“Almost four years ago to this day, I ran down this very street and my son was covered in a sheet,” McSpadden said, pausing as her voice cracked. “It broke me, you know. It brought me down to my knees and made me feel crippled as if I could do nothing else anymore from that moment.”
But her decision to run, she said, was showing that she has “learned to walk again.”
“And this is one of my first steps,” she said.
Brown’s killing remains a lingering wound amid the emotional debate about race and policing that it in large part helped bring to prominence. McSpadden was a visible presence after her son’s death, appearing at protests, and vigils and in emotional tones in the media.
“You took my son away from me,” she told a local television station at the time. “You know how hard it was for me to get him to stay in school and graduate? You know how many black men graduate? Not many. Because you bring them down to this type of level, where they feel like they don’t got nothing to live for anyway. … ‘They’re going to try to take me out anyway.’ ”
Her candidacy comes as the country continues to grapple with questions about police use of force exposed by her son’s shooting. Earlier this year, the shooting of another unarmed black man, Stephon Clark in Sacramento, touched off weeks of protests. According to The Washington Post’s database, 625 people have been fatally shot by police in 2018.
Attention is back on Ferguson, too, where on Tuesday, Wesley Bell, a black city council member, defeated St. Louis County prosecutor Robert McCulloch in a Democratic primary.
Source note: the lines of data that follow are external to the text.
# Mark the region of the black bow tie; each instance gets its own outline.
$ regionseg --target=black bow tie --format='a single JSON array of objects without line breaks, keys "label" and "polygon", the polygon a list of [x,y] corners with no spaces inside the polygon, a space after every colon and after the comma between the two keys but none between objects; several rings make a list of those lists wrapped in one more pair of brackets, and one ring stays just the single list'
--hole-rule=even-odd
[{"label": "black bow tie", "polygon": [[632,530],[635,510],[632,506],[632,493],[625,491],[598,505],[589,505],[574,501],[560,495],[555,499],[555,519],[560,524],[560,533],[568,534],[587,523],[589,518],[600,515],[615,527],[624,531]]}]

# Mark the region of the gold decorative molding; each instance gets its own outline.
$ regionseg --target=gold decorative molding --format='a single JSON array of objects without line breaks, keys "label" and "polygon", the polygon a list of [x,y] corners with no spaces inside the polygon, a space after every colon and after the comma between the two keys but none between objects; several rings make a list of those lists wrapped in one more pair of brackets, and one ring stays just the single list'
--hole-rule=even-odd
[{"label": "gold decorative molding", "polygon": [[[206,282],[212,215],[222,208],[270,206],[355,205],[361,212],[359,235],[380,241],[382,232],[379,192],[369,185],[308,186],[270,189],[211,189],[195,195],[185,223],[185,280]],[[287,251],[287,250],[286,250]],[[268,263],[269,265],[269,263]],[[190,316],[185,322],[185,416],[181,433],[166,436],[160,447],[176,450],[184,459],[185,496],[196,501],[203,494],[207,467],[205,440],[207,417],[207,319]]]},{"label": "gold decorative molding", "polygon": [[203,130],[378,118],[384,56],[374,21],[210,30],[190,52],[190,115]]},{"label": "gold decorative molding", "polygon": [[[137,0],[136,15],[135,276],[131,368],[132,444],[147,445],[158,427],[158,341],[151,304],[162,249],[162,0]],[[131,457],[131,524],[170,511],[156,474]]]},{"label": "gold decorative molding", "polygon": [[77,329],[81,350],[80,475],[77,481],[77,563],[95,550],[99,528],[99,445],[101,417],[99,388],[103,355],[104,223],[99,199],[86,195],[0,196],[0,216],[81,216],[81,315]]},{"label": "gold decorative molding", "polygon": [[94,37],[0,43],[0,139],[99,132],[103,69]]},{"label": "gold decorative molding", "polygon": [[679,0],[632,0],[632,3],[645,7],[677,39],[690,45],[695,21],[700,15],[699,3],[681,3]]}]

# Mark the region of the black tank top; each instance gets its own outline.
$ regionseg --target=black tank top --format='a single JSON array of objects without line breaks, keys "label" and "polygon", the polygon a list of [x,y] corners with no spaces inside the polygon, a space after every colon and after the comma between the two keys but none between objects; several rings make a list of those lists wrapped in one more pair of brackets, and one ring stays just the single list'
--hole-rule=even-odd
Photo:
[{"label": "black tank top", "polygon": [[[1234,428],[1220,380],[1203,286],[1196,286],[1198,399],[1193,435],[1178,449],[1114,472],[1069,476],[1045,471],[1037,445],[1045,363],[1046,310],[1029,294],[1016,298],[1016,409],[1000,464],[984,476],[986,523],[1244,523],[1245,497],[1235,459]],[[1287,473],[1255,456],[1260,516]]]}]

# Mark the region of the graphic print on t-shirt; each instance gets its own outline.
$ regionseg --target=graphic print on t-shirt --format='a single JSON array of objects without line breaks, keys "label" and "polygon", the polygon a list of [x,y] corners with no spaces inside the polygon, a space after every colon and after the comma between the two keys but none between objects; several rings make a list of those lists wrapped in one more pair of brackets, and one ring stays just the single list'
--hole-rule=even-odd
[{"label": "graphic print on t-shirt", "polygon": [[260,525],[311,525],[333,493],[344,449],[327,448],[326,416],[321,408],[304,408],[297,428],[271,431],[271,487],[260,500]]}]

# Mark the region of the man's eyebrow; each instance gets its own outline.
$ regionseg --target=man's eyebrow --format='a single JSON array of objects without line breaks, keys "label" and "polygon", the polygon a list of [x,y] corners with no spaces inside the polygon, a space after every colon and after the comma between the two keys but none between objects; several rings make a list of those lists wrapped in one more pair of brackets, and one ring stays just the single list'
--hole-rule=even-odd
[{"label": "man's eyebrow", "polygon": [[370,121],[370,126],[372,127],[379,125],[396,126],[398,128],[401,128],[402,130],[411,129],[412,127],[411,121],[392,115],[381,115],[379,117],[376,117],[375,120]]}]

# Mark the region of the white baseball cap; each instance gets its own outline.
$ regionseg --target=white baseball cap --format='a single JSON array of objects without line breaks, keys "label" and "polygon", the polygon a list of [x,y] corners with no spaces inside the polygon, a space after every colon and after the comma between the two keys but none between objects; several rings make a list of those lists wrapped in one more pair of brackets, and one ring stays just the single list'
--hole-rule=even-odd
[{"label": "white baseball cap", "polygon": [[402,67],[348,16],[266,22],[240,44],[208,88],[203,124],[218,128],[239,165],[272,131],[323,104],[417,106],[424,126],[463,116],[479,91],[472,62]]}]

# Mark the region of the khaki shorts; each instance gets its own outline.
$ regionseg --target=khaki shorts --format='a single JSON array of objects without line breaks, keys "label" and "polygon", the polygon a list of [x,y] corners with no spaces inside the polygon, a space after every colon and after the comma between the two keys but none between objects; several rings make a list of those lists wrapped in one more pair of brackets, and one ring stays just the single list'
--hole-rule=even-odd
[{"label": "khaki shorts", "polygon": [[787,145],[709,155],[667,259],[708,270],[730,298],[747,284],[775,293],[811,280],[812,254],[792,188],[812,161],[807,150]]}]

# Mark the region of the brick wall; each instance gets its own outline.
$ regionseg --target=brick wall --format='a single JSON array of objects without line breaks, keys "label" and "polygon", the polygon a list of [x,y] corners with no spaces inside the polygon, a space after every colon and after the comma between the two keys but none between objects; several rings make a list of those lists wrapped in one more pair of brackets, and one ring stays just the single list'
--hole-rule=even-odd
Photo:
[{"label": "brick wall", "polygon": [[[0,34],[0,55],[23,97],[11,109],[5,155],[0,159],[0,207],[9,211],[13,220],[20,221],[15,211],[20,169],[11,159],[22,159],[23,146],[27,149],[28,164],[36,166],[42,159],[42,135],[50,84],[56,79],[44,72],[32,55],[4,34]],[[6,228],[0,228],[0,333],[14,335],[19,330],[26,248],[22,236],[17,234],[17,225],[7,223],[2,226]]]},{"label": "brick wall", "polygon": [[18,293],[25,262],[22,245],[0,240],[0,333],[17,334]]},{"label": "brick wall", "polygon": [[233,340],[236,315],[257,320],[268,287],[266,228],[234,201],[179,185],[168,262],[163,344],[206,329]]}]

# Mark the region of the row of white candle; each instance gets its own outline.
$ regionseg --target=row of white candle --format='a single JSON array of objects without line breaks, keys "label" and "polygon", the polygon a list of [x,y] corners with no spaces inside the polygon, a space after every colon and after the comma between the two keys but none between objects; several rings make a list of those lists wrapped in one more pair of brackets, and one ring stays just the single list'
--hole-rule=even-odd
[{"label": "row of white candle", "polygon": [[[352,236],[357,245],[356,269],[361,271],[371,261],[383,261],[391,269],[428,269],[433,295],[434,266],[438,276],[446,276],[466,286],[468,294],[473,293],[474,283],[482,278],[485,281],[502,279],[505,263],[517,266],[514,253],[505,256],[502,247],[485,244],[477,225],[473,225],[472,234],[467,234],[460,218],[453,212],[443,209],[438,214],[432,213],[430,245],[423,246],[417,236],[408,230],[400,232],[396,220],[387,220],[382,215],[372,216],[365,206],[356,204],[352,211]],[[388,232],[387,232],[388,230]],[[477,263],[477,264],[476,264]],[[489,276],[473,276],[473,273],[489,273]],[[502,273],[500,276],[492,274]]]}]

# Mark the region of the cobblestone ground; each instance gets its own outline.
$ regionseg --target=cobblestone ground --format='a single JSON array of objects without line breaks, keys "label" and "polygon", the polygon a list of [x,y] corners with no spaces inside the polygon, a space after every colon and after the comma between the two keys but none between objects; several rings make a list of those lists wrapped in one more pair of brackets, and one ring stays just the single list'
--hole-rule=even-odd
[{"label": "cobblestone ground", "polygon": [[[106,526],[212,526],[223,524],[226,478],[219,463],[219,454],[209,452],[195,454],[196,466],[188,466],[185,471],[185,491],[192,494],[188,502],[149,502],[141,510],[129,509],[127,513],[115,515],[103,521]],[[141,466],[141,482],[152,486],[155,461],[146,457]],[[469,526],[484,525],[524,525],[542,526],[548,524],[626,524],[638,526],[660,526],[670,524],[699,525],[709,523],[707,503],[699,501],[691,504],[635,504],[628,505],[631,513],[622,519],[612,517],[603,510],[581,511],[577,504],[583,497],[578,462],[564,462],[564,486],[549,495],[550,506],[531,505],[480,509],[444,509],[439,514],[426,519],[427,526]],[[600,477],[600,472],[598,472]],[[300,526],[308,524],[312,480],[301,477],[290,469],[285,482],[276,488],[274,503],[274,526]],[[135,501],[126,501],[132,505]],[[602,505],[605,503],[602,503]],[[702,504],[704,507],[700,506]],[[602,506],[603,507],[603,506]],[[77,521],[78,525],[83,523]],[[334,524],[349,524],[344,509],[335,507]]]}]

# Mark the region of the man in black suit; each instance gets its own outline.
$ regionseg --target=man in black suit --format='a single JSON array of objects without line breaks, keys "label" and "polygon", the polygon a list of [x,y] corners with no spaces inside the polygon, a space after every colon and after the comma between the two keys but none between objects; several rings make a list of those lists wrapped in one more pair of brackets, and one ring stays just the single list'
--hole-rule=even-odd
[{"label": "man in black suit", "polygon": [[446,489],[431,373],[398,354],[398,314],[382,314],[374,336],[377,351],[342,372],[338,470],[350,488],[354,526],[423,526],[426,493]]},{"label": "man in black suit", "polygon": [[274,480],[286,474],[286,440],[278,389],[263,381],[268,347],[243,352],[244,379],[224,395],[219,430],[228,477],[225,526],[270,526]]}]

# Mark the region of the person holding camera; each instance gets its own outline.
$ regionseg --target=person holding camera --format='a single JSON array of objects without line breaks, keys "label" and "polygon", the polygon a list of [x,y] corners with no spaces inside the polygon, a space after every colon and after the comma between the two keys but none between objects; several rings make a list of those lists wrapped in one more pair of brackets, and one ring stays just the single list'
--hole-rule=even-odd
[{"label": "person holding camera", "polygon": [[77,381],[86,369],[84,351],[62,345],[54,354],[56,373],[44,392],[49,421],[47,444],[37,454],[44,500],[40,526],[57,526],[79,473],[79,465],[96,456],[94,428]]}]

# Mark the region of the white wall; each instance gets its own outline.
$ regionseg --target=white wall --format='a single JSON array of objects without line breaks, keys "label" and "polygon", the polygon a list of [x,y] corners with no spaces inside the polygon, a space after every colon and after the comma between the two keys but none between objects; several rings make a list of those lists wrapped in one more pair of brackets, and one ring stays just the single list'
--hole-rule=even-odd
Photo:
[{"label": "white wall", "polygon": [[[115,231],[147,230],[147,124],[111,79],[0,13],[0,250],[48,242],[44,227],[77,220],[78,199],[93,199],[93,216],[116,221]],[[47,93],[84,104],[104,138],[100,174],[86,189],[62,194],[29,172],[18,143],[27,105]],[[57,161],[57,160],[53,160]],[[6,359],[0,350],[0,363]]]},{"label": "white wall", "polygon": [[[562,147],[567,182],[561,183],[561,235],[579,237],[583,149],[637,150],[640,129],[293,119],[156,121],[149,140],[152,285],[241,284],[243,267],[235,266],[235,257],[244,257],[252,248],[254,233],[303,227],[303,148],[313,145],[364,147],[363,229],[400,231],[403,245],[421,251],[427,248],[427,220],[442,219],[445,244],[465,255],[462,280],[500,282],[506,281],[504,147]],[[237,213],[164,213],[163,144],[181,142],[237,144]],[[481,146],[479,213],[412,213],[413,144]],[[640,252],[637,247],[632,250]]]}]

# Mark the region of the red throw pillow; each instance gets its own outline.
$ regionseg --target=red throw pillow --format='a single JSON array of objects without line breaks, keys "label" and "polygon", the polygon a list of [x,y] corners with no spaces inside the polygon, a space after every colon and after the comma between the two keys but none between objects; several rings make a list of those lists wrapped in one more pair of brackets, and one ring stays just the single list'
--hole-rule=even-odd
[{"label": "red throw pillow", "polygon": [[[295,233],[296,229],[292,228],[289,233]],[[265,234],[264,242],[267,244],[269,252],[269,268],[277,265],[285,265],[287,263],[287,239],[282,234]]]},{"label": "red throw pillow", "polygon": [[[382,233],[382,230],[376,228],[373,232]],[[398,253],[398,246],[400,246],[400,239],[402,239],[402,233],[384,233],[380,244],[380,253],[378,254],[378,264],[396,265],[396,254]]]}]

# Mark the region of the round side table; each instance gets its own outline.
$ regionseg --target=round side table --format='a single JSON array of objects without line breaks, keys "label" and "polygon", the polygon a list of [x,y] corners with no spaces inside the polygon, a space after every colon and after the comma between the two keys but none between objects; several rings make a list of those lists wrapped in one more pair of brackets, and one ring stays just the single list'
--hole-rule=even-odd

McCulloch is white, had held the office since 1991, and was sharply criticized for the investigation that ended with a grand jury’s decision not to charge Wilson.
McCulloch’s defeat has renewed attention on calls for charges against Wilson. McSpadden started an online petition for the governor to appoint a special prosecutor in the case. The petition has more than 16,000 signatures.
McSpadden said that if elected, she would focus on three things: community policing, economic inequality and access to health care.
“I know a lot of people may ask what makes me qualified,” she said. “But I’ll tell you if a mother had to watch her son lay in the street for four and a half hours and watch a community be completely disrespected by elected officials that we elected, what would you do? You would stand up and fight, too.”